District staff released a draft Secondary Suites Consultation Plan which is currently being reviewed by the Electoral Areas Planning Committee before being turned over to the public for input. The plan addresses the legalization of suites in all electoral areas except Gabriola.
Paul Thompson, manager of long range planning, said the draft plan includes a study exploring the benefits of secondary suites, as well as the challenges, and how their implementation will fall into line with current regional district policies such as growth management and water protection.
“The whole purpose of this study and consultation that’s to take place is to look at where people want to have them and what the regulations should be around them,” Thompson said. “We know there’s lots of suites out there and that there’s people wanting to put suites in and wanting to know that they’re allowed.”
The study is part of the regional district’s Housing Action Plan of 2010, which targets, among other things, affordable housing.
Directors deferred the draft plan to the electoral areas committee’s February meeting, to allow a thorough review of the 118-page document, and to have their concerns addressed.
The committee is taking a cautionary approach to legalizing secondary suites, said Area A director Alec McPherson.
“We don’t want the report to direct people in one way or another,” McPherson said. “If we’re going to have consultation we want it to be an open consultation where people say what they want to see and not be influenced by the document we’ve given them.”
Despite the fact that they are illegal within areas of the district, secondary suites are a reality, McPherson said, particularly in the southern areas of the district.
Secondary suites address two key issues, which are affordability and aging. In addition to providing a way for homeowners to manage their mortgage, rental suites provide a housing option for those unable to afford a mortgage.

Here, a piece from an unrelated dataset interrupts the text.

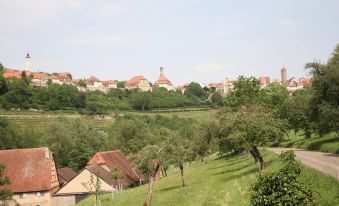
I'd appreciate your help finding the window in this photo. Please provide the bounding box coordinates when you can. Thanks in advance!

It also offers elderly the supplemental income to allow them to stay in their homes when a partner has died, McPherson added.
In regulating secondary suites, any restrictions or regulations placed on homeowners must be done in a way that doesn’t compromise their economic well-being, or that of those who are dwelling in existing suites.
“You have to be very careful what type of bylaws you put in that you don’t unwittingly displace people who don’t have the economic wherewithal to make a different economic housing choice,” he said. “When it happens, it will highlight the situation in a fairly significant way and you only need one complaint, and that may put somebody who’s barely making it onto the streets or living in the woods.”
The public consultation process of the Secondary Suites Consultation Plan is expected to take place in the spring, after any changes or amendments have been approved.
Once changes and amendments have been made to the draft plan, an official revised version will be released to the public for consultation.